Andrew Leung's 65-hour week plan angers unionists
Lawmaker Andrew Leung's proposed ceiling on hours, with no overtime pay, to let staff 'enjoy family life' is rejected as 'hardly acceptable'
With debate over legislating standard working hours apparently deadlocked, a leading business lawmaker has floated an idea of capping weekly working hours at 65 - without overtime pay.
The proposal by industrial sector legislator Andrew Leung Kwan-yuen has infuriated unionists, who want time-and-a-half pay for hours worked over the standard.
Leung, chairman of the new Business and Professionals Alliance, said the issue should be handled "very carefully" and no legislation should be put forth until a "wide consensus" was reached.
"The unionists are talking about letting employees go home earlier and enjoy family life. A regulation on the maximum working hours would serve this purpose. The ceiling can be set at 65 hours a week," said Leung, who represents the Federation of Hong Kong Industries in the Legislative Council. "Otherwise, you are only talking about money."
Unionists said standard working hours could not be replaced by a mere working-hour cap.
"What [Leung] said shows that the business sector is loath to give overtime pay. This is an attitude that we are up against," Federation of Trade Unions lawmaker Wong Kwok-hing said.
Unions have long demanded that the government set standard working hours at about 44 hours and require overtime pay for any more.
Leung's business-affiliated alliance has seven lawmakers and is currently the second-biggest grouping in the legislature, trailing the Democratic Alliance for the Betterment and Progress of Hong Kong.

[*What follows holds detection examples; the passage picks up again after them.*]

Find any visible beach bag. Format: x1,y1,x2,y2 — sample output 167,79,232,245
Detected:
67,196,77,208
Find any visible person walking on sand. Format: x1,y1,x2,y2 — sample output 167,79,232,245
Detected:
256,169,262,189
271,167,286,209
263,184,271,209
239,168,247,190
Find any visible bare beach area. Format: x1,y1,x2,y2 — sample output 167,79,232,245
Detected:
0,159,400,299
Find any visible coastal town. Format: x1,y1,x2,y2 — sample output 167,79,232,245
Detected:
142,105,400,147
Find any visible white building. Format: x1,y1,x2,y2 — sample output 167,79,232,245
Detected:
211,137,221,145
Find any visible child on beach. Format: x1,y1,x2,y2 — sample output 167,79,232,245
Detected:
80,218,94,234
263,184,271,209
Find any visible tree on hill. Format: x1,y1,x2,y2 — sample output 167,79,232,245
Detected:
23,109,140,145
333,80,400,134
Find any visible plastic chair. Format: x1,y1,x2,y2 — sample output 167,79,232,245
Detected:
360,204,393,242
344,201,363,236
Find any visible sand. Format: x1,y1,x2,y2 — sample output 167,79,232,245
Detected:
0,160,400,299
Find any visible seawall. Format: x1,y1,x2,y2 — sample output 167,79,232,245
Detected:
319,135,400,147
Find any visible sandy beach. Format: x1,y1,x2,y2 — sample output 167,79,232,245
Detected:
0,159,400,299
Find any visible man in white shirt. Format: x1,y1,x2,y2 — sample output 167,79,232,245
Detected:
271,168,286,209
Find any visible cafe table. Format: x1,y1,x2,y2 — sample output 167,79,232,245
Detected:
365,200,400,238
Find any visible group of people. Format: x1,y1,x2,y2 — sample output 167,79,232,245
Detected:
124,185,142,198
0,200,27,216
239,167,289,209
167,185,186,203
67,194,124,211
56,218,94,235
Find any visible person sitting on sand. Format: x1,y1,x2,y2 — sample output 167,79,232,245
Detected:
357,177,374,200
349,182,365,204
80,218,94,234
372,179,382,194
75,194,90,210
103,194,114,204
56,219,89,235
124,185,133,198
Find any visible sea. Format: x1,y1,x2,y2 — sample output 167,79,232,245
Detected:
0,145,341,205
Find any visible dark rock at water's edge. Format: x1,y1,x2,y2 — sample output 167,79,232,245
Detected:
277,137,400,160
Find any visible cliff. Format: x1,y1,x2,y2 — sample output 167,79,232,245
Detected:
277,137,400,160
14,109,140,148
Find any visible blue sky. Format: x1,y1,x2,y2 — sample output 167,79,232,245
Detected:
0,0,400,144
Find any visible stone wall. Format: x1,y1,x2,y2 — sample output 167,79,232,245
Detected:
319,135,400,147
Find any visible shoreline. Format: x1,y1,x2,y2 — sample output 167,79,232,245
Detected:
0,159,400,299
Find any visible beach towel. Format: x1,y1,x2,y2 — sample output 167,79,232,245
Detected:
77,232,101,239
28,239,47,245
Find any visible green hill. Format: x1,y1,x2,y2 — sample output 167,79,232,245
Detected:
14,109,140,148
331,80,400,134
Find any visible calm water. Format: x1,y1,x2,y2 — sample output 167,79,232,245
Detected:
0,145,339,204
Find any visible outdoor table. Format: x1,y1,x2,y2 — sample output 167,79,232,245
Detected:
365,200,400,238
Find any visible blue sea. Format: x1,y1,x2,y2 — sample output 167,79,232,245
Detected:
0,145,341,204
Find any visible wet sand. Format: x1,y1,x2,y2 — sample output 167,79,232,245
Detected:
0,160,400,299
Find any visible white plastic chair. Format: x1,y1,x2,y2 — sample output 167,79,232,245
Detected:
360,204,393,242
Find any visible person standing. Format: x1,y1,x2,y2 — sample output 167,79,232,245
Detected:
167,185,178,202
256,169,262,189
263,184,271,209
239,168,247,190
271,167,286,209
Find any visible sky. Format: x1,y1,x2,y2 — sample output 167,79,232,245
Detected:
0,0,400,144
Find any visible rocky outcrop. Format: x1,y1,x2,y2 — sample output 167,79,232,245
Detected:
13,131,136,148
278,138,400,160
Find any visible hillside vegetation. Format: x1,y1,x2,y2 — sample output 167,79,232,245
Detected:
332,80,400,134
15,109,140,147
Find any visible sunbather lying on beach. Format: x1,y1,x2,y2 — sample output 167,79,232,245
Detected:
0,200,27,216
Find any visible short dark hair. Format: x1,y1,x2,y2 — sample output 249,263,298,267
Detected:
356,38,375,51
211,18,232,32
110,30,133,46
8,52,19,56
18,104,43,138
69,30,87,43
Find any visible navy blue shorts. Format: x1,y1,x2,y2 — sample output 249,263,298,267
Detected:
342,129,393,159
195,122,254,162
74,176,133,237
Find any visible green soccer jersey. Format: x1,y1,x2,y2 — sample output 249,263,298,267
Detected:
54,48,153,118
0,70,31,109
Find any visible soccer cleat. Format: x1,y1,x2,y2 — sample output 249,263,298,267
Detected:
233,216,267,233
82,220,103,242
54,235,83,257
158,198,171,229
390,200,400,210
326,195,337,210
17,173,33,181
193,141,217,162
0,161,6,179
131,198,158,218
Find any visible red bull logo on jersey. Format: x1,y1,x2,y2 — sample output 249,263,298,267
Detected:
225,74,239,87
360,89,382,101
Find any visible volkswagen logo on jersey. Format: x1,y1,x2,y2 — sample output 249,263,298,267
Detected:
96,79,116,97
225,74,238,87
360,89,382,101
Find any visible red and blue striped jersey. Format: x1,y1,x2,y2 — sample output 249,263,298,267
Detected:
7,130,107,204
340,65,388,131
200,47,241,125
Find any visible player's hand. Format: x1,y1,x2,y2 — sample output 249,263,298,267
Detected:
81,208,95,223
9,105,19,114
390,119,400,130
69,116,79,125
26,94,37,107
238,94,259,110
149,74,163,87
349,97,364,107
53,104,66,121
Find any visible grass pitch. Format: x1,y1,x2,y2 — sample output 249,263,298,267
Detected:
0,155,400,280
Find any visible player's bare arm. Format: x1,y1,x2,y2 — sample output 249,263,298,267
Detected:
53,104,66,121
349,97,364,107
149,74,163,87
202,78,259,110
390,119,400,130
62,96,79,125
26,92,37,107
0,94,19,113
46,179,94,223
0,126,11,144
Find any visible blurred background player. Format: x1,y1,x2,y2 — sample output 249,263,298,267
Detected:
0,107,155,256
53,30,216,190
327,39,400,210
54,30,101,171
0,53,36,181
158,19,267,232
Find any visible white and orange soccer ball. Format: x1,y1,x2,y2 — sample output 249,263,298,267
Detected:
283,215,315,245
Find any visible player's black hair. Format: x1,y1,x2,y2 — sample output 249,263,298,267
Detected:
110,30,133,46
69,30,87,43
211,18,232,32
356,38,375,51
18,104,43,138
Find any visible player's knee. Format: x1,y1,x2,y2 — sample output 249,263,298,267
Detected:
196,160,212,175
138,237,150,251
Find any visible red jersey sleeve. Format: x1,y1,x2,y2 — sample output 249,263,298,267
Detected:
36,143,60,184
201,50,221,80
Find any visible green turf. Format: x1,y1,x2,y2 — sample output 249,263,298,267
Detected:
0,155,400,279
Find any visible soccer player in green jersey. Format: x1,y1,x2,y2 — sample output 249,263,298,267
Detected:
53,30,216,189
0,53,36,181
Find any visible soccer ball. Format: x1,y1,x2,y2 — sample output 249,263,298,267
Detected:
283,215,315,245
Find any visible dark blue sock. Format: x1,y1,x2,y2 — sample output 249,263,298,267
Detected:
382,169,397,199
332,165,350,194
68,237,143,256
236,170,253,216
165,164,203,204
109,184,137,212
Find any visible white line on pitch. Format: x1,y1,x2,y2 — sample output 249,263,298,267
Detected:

In his election platform, Chief Executive Leung Chun-ying pledged to set up a committee to study standard working hours, but Andrew Leung said even if this did not result in legislation it could not be taken as a breach of promise.
Secretary for Labour and Welfare Matthew Cheung Kin-chung said in November he expected that the committee would be set up and start work in the first quarter of this year.
Government figures showed that the median contract working hours in the city were 44.5 hours a week in 2011. The average and median weekly total working hours for all employees were estimated at 47 and 46.6 hours, respectively.
Wong said Andrew Leung's suggestion was "hardly acceptable" and dismissed it as an effort to divert attention.
Labour Party chairman Lee Cheuk-yan said legislating maximum working hours was just one of their three main demands on hour-related rules.
Standard working hours plus overtime pay topped their wish list, he said, followed by regulation of rest hours and, last, a cap on working hours. "Merely capping working hours cannot tackle the problem of no overtime pay [in many companies]," Lee said.
Confederation of Trade Unions chief executive Mung Siu-tat said Andrew Leung's proposal might "lead to an opposite result" in which some employers could force their staff to work up to 65 hours a week without overtime pay.
Irons Sze, president of the Chinese Manufacturers' Association of Hong Kong, said a working-hour cap "could be more easily acceptable to the business sector" than standard hours.
Sze, who also sits on the Labour Advisory Board, said it would be best if no legislation was introduced and the issue of working hours was left to employers and employees to decide.
In November, seven of the city's biggest business chambers warned the government in a joint letter that a law on standard working hours would hurt the commercial environment but did not say directly that the chambers opposed such a law.